Sensationsgier, Medien- und Polizeiversagen 30 Jahre Gladbecker Geiseldrama: Als Kidnapper zu Medienstars wurden

DPA

15.8.2018

Augenzeugen glaubten, es werde ein «Tatort» gedreht: Doch die Geiseln waren echt, die Pistolen in den Händen der Gangster geladen. 54 Stunden lang hielt das Gladbecker Geiseldrama vor 30 Jahren Deutschland in Atem. Drei Menschen starben.

Wo Brigitte Gräber in ihrem Blumenladen «Grüne Oase» heute Rosen verkauft, da hat vor 30 Jahren eines der spektakulärsten Verbrechen der deutschen Nachkriegszeit begonnen: das Gladbecker Geiseldrama. 54 Stunden voller Verzweiflung, Sensationsgier, Medien- und Polizeiversagen nehmen am Morgen des 16. August 1988 im nordrhein-westfälischen Gladbeck (D) ihren Anfang.

Mit Maschinenpistolen bewaffnet überfallen Hans-Jürgen Rösner (damals 31) und Dieter Degowski (damals 32) im Stadtteil Rentfort-Nord eine Deutsche-Bank-Filiale und nehmen zwei Angestellte als Geiseln. Wenig später umstellt die Polizei die Filiale. Die Gangster geben ein erstes Telefon-Interview.

Das Ladenlokal mit der «Grünen Oase», in dem sich früher die Bankfiliale befand, liegt an der Ecke einer heruntergekommenen Einkaufspassage im «Geschäftszentrum Nord». Früher gab es dort viele Geschäfte, jetzt stehen die meisten Läden leer. Die Bankfiliale wurde sofort nach der Tat geschlossen.

Polizist nur in Unterhose bekleidet

«Das ist noch der Originalboden, der damals in der Bank war», sagt Gräber (61) und führt den Reporter zu kleinen Klappen. «Hier gingen die Kabel für die Computerterminals in den Boden.» Auch die Deckenelemente und die doppelte Eingangstür stammen noch aus Bank-Zeiten.

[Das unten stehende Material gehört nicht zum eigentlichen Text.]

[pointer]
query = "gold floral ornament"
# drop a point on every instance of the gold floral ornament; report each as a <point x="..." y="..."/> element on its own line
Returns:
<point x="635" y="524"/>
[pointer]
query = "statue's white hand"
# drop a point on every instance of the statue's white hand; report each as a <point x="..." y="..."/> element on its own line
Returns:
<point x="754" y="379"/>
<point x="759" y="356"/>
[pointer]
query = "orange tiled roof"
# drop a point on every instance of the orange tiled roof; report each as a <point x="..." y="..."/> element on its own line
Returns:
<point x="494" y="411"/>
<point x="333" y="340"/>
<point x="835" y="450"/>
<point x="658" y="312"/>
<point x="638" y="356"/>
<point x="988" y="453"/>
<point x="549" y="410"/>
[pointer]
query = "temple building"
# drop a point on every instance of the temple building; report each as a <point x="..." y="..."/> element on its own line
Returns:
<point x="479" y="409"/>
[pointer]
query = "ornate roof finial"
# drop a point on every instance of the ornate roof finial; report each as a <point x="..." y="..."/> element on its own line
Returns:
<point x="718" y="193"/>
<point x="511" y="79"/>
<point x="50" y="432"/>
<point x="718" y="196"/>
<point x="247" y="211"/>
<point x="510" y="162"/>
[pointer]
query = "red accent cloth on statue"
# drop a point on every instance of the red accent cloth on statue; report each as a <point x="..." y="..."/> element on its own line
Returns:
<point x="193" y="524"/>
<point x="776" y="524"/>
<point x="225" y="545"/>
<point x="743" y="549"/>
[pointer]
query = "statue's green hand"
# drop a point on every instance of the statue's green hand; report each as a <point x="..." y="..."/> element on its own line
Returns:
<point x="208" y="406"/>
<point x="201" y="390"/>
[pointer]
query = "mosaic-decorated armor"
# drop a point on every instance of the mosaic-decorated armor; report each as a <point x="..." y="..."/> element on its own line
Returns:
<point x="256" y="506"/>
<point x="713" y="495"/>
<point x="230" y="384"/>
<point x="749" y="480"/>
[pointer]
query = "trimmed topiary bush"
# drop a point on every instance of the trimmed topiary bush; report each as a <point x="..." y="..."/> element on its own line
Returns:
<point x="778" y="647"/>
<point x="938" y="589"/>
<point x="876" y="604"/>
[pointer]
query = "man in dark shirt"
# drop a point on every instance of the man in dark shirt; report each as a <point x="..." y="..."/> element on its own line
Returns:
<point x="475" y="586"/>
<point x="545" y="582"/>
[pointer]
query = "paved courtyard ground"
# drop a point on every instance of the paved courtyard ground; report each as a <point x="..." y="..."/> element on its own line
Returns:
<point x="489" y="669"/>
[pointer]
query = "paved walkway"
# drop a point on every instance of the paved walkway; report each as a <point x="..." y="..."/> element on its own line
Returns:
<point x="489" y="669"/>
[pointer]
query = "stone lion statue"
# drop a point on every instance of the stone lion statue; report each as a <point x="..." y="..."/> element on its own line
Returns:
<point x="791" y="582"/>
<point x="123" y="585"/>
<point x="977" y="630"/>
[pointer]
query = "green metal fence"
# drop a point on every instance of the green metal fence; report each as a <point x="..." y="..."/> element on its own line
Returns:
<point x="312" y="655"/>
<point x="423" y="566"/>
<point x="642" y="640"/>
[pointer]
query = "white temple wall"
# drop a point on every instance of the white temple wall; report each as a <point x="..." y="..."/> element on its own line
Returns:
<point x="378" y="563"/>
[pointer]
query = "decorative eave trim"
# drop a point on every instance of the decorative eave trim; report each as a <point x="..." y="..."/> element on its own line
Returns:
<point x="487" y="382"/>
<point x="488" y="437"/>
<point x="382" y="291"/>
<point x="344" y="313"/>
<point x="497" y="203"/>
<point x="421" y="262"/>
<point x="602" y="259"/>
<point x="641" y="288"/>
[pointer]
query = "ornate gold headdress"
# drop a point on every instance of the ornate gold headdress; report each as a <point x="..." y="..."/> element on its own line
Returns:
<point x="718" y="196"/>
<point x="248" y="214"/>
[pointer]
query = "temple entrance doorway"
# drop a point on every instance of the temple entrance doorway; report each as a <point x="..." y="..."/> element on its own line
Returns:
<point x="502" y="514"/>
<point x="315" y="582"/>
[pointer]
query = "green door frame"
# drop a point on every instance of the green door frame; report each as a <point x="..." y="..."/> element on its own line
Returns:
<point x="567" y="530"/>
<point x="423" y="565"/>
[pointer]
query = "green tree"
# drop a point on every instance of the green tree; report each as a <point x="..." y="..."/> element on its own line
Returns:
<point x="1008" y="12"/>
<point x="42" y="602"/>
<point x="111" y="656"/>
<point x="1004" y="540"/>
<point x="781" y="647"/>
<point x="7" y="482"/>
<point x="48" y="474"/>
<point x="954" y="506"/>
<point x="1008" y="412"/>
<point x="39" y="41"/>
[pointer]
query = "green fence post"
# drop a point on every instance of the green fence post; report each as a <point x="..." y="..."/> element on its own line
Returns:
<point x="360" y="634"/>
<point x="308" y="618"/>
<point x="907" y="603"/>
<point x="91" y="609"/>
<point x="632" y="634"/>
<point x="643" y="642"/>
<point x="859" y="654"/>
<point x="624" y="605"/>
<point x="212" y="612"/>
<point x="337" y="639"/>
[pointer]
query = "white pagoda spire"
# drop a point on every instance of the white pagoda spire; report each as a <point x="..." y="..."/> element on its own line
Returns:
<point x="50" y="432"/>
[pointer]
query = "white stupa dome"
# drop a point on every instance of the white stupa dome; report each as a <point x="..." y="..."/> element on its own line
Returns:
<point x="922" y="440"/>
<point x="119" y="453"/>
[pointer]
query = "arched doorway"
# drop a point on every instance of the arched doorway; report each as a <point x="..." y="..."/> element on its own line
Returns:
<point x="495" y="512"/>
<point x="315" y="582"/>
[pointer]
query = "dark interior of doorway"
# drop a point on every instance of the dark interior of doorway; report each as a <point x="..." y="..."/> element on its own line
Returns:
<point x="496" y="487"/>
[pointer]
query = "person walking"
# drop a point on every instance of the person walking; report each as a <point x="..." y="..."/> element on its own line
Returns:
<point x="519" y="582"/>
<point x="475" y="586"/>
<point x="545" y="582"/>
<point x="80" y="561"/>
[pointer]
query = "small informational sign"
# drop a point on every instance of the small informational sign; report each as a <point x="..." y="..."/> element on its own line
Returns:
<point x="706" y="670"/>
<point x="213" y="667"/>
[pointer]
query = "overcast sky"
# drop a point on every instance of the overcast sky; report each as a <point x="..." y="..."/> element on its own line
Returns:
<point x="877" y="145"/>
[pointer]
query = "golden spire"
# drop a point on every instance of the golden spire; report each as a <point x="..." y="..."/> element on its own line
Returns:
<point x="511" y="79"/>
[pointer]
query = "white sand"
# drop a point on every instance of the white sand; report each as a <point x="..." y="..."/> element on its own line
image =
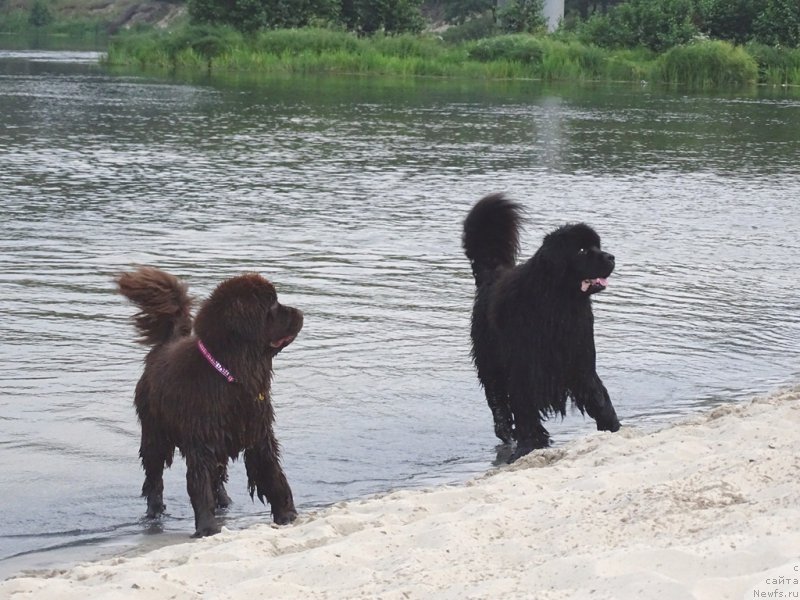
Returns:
<point x="708" y="508"/>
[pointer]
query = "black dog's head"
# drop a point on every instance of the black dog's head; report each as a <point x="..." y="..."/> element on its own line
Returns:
<point x="244" y="311"/>
<point x="573" y="254"/>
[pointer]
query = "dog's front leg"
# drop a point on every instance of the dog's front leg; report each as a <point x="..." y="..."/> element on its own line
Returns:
<point x="266" y="478"/>
<point x="597" y="403"/>
<point x="202" y="471"/>
<point x="155" y="452"/>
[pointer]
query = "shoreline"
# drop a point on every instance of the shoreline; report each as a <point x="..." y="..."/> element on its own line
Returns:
<point x="706" y="507"/>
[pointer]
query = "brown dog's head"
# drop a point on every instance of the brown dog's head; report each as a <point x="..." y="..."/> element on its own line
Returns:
<point x="244" y="312"/>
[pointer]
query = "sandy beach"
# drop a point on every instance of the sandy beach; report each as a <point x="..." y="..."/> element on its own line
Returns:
<point x="705" y="508"/>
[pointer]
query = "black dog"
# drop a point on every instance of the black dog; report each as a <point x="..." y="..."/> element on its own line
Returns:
<point x="532" y="324"/>
<point x="208" y="394"/>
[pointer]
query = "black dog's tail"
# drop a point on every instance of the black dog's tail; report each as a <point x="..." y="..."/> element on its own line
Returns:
<point x="491" y="235"/>
<point x="163" y="301"/>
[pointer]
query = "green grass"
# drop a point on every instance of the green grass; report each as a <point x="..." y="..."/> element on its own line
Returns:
<point x="707" y="64"/>
<point x="702" y="65"/>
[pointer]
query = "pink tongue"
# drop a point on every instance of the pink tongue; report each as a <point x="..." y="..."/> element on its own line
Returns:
<point x="586" y="283"/>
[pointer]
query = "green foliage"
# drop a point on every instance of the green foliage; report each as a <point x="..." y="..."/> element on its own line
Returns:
<point x="40" y="14"/>
<point x="522" y="16"/>
<point x="389" y="16"/>
<point x="474" y="29"/>
<point x="462" y="11"/>
<point x="779" y="23"/>
<point x="518" y="48"/>
<point x="654" y="24"/>
<point x="776" y="66"/>
<point x="707" y="64"/>
<point x="297" y="41"/>
<point x="730" y="20"/>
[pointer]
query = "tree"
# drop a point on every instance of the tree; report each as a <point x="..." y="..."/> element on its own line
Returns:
<point x="459" y="11"/>
<point x="40" y="14"/>
<point x="522" y="16"/>
<point x="730" y="20"/>
<point x="655" y="24"/>
<point x="389" y="16"/>
<point x="779" y="23"/>
<point x="251" y="15"/>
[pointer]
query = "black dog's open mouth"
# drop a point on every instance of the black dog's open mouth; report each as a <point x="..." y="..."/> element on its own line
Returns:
<point x="282" y="342"/>
<point x="594" y="285"/>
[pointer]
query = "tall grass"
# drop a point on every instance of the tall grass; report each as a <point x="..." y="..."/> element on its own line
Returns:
<point x="707" y="64"/>
<point x="554" y="59"/>
<point x="776" y="66"/>
<point x="702" y="64"/>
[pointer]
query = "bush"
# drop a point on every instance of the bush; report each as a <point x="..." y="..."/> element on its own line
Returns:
<point x="779" y="23"/>
<point x="474" y="29"/>
<point x="730" y="20"/>
<point x="707" y="64"/>
<point x="516" y="47"/>
<point x="522" y="16"/>
<point x="654" y="24"/>
<point x="40" y="14"/>
<point x="776" y="66"/>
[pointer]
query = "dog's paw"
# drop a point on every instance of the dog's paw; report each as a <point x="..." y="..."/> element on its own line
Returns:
<point x="155" y="510"/>
<point x="284" y="517"/>
<point x="520" y="451"/>
<point x="611" y="424"/>
<point x="206" y="531"/>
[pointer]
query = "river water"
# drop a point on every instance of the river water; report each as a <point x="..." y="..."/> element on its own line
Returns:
<point x="349" y="193"/>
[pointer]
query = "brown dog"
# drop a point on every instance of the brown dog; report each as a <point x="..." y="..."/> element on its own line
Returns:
<point x="207" y="394"/>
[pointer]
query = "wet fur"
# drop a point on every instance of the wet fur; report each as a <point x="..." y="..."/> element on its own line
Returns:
<point x="532" y="326"/>
<point x="183" y="402"/>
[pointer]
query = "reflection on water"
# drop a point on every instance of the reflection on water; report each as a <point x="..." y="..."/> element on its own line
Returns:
<point x="349" y="193"/>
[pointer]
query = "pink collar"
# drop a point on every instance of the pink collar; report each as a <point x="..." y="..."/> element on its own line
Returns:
<point x="214" y="362"/>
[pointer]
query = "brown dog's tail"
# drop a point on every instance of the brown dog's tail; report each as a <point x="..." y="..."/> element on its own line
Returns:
<point x="163" y="301"/>
<point x="491" y="236"/>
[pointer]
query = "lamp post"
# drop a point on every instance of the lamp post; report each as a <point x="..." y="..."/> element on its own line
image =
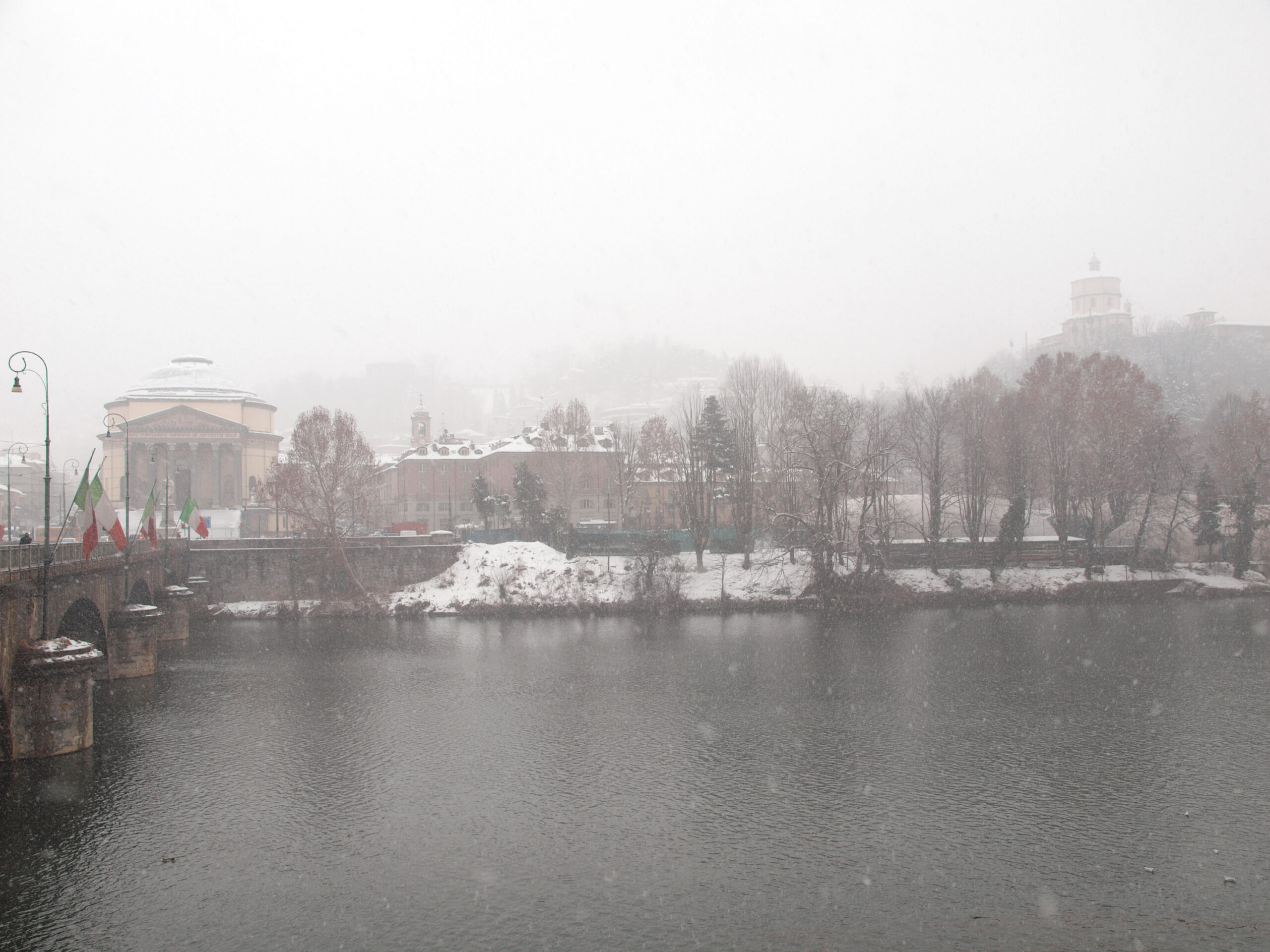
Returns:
<point x="167" y="477"/>
<point x="8" y="485"/>
<point x="49" y="477"/>
<point x="76" y="465"/>
<point x="117" y="420"/>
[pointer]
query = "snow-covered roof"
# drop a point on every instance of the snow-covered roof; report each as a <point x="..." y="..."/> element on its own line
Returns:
<point x="531" y="441"/>
<point x="187" y="379"/>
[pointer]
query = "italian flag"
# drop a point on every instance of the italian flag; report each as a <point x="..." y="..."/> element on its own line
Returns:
<point x="193" y="518"/>
<point x="92" y="500"/>
<point x="148" y="522"/>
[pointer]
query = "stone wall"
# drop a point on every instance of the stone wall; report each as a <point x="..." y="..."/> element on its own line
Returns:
<point x="302" y="569"/>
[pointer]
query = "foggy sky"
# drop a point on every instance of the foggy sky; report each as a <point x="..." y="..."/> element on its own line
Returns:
<point x="867" y="189"/>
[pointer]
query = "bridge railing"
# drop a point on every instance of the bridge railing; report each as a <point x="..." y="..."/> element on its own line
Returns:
<point x="26" y="561"/>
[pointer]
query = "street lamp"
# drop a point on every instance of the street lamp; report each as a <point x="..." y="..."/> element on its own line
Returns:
<point x="167" y="477"/>
<point x="117" y="420"/>
<point x="8" y="484"/>
<point x="49" y="476"/>
<point x="76" y="465"/>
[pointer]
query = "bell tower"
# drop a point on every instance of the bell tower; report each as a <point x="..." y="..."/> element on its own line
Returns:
<point x="421" y="425"/>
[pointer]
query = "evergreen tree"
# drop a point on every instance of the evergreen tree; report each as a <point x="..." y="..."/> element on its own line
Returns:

Verbunden durch einen Innenhof ragt auf der gegenüberliegenden Seite ein längst leerstehender Wohnblock mit 13 Stockwerken in die Höhe - eine gewaltige Ruine, die bald abgerissen werden soll. Eine Mitarbeiterin des Blumengeschäfts erzählt zögernd, dass sie vor 30 Jahren in diesem Hochhaus lebte.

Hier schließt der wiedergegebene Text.